U.S. agricultural groups are looking for more trade agreements that mean market access overseas. Kent Bacus, executive director of government affairs for the National Cattlemen’s Beef Association, talks about trade being a bigger priority in past years.
“I think we’ve seen a big shift in the overall government approach when it comes to trade. When you go back to previous administrations, from Bush and Clinton up to the Obama administration, you had a lot of traditional trade agreements that would have the approval of Congress, and they were negotiated by the executive branch and helped open up a lot of export markets. Under Trump, you saw a lot of bilateral agreements emerge and saw a lot of executive trade agreements that didn’t necessarily bypass Congress but were able to accomplish some similar results with a different path forward.”
The priorities shifted early in the Biden administration.
“But the Biden administration, they took the position for the first two years that they were going to step back and review.

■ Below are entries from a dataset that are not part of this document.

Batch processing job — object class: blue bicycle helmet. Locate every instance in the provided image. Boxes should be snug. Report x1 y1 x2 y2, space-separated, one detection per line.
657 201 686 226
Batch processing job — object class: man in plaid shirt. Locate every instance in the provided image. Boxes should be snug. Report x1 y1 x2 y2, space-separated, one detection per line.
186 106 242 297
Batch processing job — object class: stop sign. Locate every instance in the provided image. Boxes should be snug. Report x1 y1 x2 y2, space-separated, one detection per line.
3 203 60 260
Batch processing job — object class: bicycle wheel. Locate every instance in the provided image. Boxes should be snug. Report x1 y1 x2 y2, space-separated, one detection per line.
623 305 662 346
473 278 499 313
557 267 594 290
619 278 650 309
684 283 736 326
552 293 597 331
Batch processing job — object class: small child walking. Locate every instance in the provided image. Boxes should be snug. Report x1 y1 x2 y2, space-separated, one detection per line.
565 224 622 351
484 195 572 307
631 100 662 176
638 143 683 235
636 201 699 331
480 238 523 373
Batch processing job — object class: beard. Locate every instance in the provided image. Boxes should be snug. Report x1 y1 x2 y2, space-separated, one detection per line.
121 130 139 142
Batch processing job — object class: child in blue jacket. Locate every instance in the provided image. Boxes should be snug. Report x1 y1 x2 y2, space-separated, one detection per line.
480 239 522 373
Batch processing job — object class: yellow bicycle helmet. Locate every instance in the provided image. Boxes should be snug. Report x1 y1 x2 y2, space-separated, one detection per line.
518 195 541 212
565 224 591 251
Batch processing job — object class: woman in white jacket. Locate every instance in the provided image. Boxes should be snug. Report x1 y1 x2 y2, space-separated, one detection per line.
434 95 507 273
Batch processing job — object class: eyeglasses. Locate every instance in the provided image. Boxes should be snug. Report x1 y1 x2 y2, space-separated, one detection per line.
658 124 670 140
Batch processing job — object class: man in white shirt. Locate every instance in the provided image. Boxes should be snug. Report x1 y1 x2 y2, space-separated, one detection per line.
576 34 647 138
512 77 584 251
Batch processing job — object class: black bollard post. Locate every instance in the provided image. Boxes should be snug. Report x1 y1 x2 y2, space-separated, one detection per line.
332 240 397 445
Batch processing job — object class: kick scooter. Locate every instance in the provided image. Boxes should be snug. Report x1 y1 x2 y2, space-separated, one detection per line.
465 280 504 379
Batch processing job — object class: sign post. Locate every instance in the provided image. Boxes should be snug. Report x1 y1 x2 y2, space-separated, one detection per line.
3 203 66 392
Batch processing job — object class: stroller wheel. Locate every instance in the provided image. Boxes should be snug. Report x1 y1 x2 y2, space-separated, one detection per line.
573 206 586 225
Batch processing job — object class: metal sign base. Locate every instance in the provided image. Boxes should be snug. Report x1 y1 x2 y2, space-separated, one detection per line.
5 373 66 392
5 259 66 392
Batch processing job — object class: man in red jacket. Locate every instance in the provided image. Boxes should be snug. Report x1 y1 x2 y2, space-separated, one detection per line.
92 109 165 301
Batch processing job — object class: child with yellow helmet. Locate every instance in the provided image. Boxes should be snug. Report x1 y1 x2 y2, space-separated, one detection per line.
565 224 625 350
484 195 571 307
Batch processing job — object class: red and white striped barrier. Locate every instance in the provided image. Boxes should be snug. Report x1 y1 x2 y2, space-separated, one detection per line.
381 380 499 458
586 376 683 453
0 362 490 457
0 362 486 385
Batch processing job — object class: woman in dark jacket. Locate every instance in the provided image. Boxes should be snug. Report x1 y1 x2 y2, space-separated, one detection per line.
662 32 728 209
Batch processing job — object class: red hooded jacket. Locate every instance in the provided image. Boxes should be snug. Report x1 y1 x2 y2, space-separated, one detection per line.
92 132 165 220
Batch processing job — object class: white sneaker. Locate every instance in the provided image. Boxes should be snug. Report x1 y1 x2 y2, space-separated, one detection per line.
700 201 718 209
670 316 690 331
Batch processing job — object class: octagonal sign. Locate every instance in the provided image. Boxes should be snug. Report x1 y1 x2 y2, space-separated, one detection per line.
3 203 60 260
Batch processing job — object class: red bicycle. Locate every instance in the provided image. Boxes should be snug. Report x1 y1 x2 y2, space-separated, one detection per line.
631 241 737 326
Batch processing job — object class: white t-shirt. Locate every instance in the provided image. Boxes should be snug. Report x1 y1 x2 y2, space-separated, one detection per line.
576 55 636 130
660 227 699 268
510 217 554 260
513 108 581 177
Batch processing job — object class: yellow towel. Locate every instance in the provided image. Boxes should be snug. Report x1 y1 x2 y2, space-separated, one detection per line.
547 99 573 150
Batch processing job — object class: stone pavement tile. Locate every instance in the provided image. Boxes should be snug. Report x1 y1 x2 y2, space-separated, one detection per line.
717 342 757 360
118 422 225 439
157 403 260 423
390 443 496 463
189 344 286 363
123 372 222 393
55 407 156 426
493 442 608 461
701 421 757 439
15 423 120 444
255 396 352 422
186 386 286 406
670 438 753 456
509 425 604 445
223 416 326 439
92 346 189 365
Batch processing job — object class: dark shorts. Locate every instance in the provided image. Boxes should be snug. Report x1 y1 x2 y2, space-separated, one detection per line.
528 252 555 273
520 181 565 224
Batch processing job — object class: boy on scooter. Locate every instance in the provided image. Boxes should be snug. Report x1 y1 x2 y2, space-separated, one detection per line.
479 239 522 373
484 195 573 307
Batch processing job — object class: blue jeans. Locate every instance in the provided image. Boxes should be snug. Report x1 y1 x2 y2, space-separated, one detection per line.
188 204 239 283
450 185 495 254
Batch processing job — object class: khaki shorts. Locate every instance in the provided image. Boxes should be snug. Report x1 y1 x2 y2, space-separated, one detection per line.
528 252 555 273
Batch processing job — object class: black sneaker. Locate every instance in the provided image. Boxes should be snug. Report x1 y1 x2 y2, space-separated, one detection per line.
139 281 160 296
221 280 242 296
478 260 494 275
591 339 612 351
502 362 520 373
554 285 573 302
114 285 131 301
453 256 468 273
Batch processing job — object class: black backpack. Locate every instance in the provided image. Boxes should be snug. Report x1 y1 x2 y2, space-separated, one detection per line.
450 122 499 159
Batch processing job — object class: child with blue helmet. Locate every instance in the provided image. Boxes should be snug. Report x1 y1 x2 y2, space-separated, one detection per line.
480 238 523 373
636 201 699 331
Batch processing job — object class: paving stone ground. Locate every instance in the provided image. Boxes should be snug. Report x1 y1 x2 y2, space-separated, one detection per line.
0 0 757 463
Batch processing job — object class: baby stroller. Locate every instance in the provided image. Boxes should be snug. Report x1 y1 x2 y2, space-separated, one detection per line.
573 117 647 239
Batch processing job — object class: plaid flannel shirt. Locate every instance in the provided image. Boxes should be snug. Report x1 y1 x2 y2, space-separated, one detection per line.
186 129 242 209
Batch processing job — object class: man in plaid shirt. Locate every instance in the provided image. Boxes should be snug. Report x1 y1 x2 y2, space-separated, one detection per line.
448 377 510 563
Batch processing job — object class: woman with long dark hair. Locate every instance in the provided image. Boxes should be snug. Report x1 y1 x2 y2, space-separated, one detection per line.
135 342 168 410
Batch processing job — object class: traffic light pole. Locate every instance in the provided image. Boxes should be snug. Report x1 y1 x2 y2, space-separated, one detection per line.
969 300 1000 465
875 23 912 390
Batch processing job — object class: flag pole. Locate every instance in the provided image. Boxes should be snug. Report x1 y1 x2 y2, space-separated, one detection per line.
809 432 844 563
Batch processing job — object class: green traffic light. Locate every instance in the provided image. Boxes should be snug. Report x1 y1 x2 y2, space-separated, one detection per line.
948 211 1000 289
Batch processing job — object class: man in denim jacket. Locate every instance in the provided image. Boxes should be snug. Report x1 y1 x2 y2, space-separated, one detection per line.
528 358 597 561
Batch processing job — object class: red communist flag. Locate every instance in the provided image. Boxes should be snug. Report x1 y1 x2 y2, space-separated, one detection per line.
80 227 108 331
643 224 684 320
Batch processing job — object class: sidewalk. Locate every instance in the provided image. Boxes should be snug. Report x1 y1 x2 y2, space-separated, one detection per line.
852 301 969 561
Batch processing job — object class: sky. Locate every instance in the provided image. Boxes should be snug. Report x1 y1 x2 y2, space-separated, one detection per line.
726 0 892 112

Now they’ve come forward, and we’ve heard comments from Ambassador Tai that trade agreements are a 20th-century policy and that is saying they’re old and outdated, and we need to shift the way that we engage. Sadly, in that transition, they have set aside market access, and I’ll interpret the trade nerd speak there, and that is, when we talk about market access, we’re talking about tariff reductions. We’re talking about moving those tariff barriers for our products into other countries.”
He says the cattle industry has faced its share of barriers to overseas access.
“For the cattle industry, that’s huge. When you look at before the Korea Free Trade Agreement, we had a 40 percent markup on our products going into Korea. In Japan, it was 38-and-a-half percent. In Columbia, it was 80 percent. Because of trade agreements, we were able to remove those barriers, and now we have much more competitive access to those markets. Where the Biden administration has tried to shift is they want to focus on trade frameworks, which are not trade agreements as they like to always clarify, but they focus on some technical aspects. They’re trying to focus on non-tariff trade barriers and technical areas, which are important. We’ve seen significant gains in other markets when we’re able to address those non-tariff barriers in a broader, comprehensive trade agreement, but without market access on the table, it’s been very difficult to get other trade partners to come to the table.”